Unity DOTS is a data oriented technology stack developed by Unity based on the ECS architecture, which includes Burst Compressor technology and JobSystem technology. It aims to fully utilize SIMD and multi-threaded operations to fully leverage the advantages of ECS. I currently does not have the ability to deeply explore ECS, but for Burst and Job, which are relatively less closely related to it, can be dismantled and played with separately.
Preparation
Package preparation
Enable the option to display Preview in the Package Manager of Unity, then install Jobs and Burst together.

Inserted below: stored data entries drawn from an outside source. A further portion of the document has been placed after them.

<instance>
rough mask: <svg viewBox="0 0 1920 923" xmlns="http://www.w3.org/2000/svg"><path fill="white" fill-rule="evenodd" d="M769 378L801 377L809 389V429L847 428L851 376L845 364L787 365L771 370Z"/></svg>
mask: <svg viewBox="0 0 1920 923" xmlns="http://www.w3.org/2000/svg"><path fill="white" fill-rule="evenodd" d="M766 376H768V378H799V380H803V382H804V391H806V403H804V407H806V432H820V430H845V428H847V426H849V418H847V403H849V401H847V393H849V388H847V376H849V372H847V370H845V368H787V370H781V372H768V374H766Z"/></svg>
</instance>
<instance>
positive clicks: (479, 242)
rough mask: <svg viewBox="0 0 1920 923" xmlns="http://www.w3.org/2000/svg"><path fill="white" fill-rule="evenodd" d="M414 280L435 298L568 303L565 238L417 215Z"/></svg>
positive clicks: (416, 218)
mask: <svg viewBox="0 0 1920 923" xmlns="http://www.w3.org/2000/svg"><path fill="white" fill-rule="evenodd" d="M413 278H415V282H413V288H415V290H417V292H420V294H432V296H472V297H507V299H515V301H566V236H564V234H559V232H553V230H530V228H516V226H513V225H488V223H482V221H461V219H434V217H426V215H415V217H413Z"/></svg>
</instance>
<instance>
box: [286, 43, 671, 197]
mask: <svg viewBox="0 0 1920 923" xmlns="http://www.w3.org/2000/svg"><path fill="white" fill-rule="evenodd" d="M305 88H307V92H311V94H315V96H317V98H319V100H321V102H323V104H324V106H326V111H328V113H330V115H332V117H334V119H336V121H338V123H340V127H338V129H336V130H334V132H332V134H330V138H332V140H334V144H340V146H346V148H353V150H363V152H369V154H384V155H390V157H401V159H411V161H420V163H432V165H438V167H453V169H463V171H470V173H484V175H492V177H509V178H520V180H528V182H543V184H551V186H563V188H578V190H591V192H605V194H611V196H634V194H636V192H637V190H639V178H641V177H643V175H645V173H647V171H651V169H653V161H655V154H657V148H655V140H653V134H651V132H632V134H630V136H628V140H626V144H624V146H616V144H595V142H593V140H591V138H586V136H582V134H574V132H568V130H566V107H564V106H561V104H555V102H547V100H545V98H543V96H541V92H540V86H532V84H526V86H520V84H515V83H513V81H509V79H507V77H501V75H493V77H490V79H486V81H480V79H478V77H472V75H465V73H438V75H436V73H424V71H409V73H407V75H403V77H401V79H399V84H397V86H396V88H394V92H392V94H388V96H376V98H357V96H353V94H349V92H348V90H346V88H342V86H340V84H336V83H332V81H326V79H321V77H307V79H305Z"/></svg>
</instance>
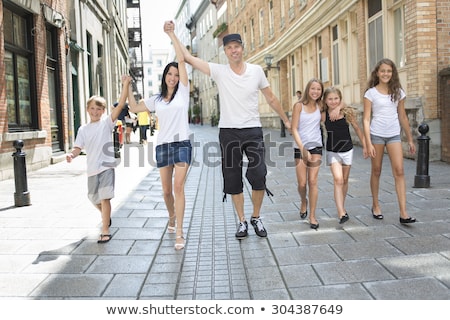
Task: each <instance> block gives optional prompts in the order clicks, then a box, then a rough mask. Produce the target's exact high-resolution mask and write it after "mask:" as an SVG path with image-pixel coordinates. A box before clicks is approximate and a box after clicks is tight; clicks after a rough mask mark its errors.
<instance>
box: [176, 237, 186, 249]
mask: <svg viewBox="0 0 450 320" xmlns="http://www.w3.org/2000/svg"><path fill="white" fill-rule="evenodd" d="M178 239H183V242H182V243H175V246H174V248H175V250H181V249H184V237H183V236H177V239H176V240H175V241H178Z"/></svg>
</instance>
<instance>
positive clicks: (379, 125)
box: [364, 87, 406, 138]
mask: <svg viewBox="0 0 450 320" xmlns="http://www.w3.org/2000/svg"><path fill="white" fill-rule="evenodd" d="M405 97H406V94H405V92H404V91H403V90H401V89H400V100H403V99H405ZM364 98H366V99H367V100H369V101H370V102H372V121H371V122H370V134H373V135H375V136H378V137H383V138H389V137H394V136H396V135H399V134H400V130H401V128H400V122H399V120H398V112H397V107H398V101H395V102H392V100H391V95H388V94H382V93H380V92H379V91H378V90H377V89H376V88H375V87H372V88H370V89H368V90H367V91H366V93H365V94H364Z"/></svg>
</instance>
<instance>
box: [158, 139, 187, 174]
mask: <svg viewBox="0 0 450 320" xmlns="http://www.w3.org/2000/svg"><path fill="white" fill-rule="evenodd" d="M155 151H156V155H155V157H156V167H157V168H162V167H167V166H171V165H174V164H175V163H179V162H185V163H187V164H191V158H192V146H191V141H190V140H184V141H176V142H170V143H164V144H160V145H158V146H156V150H155Z"/></svg>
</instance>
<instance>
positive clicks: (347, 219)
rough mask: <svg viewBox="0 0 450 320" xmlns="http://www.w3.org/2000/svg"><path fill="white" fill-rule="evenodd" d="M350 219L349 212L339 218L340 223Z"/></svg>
mask: <svg viewBox="0 0 450 320" xmlns="http://www.w3.org/2000/svg"><path fill="white" fill-rule="evenodd" d="M349 219H350V217H349V216H348V214H347V212H346V213H345V214H344V215H343V216H342V217H341V218H340V219H339V224H343V223H345V222H347V221H348V220H349Z"/></svg>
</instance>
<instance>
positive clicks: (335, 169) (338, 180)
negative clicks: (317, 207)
mask: <svg viewBox="0 0 450 320" xmlns="http://www.w3.org/2000/svg"><path fill="white" fill-rule="evenodd" d="M331 173H332V174H333V180H334V201H335V203H336V209H337V211H338V217H339V218H341V217H342V216H344V215H345V208H344V198H345V195H344V176H343V171H342V164H341V163H339V162H334V163H332V164H331Z"/></svg>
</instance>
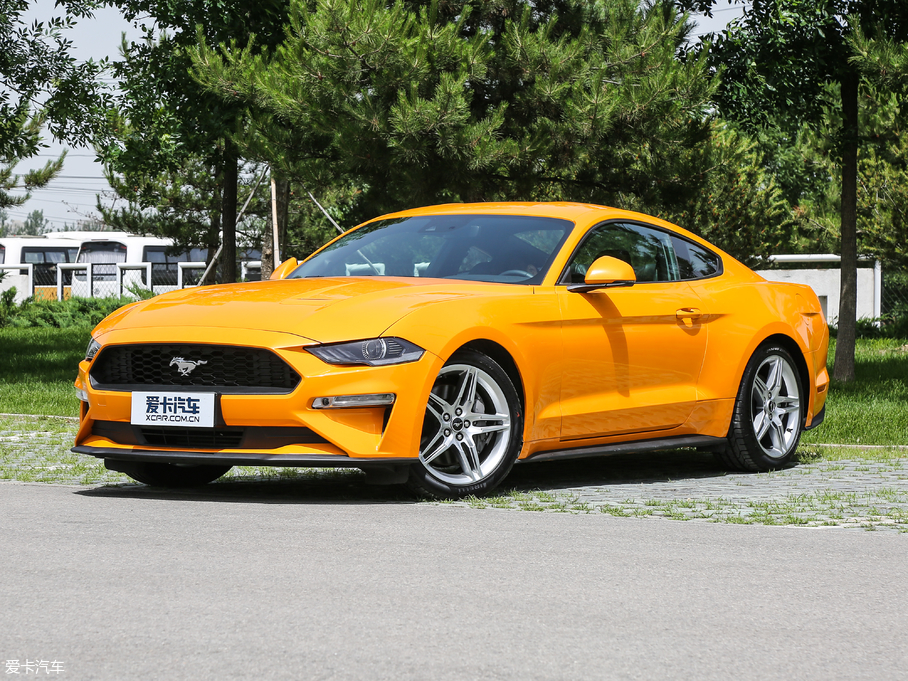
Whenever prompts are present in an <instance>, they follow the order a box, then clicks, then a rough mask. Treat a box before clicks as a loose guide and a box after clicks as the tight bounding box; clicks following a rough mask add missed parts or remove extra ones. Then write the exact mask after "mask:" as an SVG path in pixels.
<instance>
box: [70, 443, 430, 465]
mask: <svg viewBox="0 0 908 681" xmlns="http://www.w3.org/2000/svg"><path fill="white" fill-rule="evenodd" d="M72 451H74V452H75V453H76V454H88V455H89V456H96V457H98V458H99V459H110V460H112V461H147V462H150V463H173V464H183V465H192V466H199V465H202V466H304V467H306V468H363V467H369V466H376V465H387V466H400V465H408V464H411V463H413V459H412V458H404V457H398V458H393V457H386V458H379V457H374V456H373V457H365V458H355V457H349V456H338V455H335V454H257V453H255V452H181V451H178V450H173V449H170V450H160V449H129V450H127V449H123V448H121V447H73V448H72ZM114 470H116V469H114Z"/></svg>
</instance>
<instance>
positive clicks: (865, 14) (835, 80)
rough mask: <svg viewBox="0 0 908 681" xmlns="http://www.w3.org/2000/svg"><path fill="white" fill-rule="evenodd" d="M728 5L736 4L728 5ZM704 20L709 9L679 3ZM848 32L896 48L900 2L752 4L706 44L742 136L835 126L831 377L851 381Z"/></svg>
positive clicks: (850, 307)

using Unity.Jobs; //define【IJob】【IJobParallelFor】 using Unity.Burst; //define【BurstCompile】 using Unity.Collections; //define【NativeArray】container using UnityEngine.Jobs; //define【IJobParallelForTransform】 using Unity.Mathematics; //SIMD math library
[BurstCompile] //Burst acceleration, but requires non delegated data structures struct xx : IJob { publicvoidExecute(){} }
[BurstCompile] //Basically, there should be no Unity structures such as GameObject and Transform with Native containers struct xx : IJobParallelFor { publicvoidExecute(int i) {} }
[BurstCompile] //Use float3 and float4x4 from the math library to complete the process struct xx : IJobParallelForTransform { publicvoidExecute(int i, TransformAccess t) {} }
Small test
Since everything has been parallelized, let’s first process the data and compare it with the traditional main thread
1 2 3 4 5 6 7 8 9 10 11
a = new int3[dataCount]; time = Time.realtimeSinceStartup; for (int i = 0; i < dataCount; ++i) a[i] = new int3(i, i, i); Debug.Log("顺序直接赋值" + dataCount + "个用时" + (Time.realtimeSinceStartup - time) + "秒");
b = new NativeArray<int3>(dataCount, Allocator.TempJob); JobHandle orderHandle = new CountInOrder() { data = b }.Schedule(dataCount, 64); time = Time.realtimeSinceStartup; orderHandle.Complete(); Debug.Log("并行直接赋值" + dataCount + "个用时" + (Time.realtimeSinceStartup - time) + "秒");
The data was opened to 1e7, and the time was reduced from 0.03 seconds to 0.01 seconds or even less. The effect was outstanding (configured as the lowest configuration game book in 2020, with 12 threads)
Advanced test
It looks like multithreading is very powerful, so Let’s play with the bigger test again. As I mentioned before, DynamicBone [^1] is very suitable for multithreading, so just go ahead. Before version 1.2, many predecessors struggled with its performance and multithreaded it, and it was not until a long time later that the official 1.3 multithreaded version arrived. My own ToyDynamicBone may can not be compared to the official one, so let’s focus on achieving consistent results. In terms of performance, batch processing and scheduling of all dynamic bones according to the practices of predecessors [^2], that is, setting up a manager to collect dynamic bone data in the scene and simulate it uniformly.
During the internship, I wrote intermittently for a few days, and then used even more days completing the multi-threaded version under various simplify. Just set up a scene and move it to see the effect. As expected, after all, it was written from version 1.3.
version 1.2 on the left, version 1.3 in the middle, and ToyDynamicBone on the right
I created 121 such tails using scripts and analyzed them using Unity Profiler, and the results were outstanding.
CPU Consume(ms per frame)
GPU Consume(ms per frame)
DynamicBone 1.2
9.4
4.4
DynamicBone 1.3
8.4
5.0
DynamicBone toy
7.0
4.5
Conclusion
Overall, Unity’s Jobs and Bursts are indeed powerful tools for performance optimization, and getting started is not difficult. Just use a parallelization mindset to modify the data structure while paying attention to small details in the calculation (Surreal. jpg).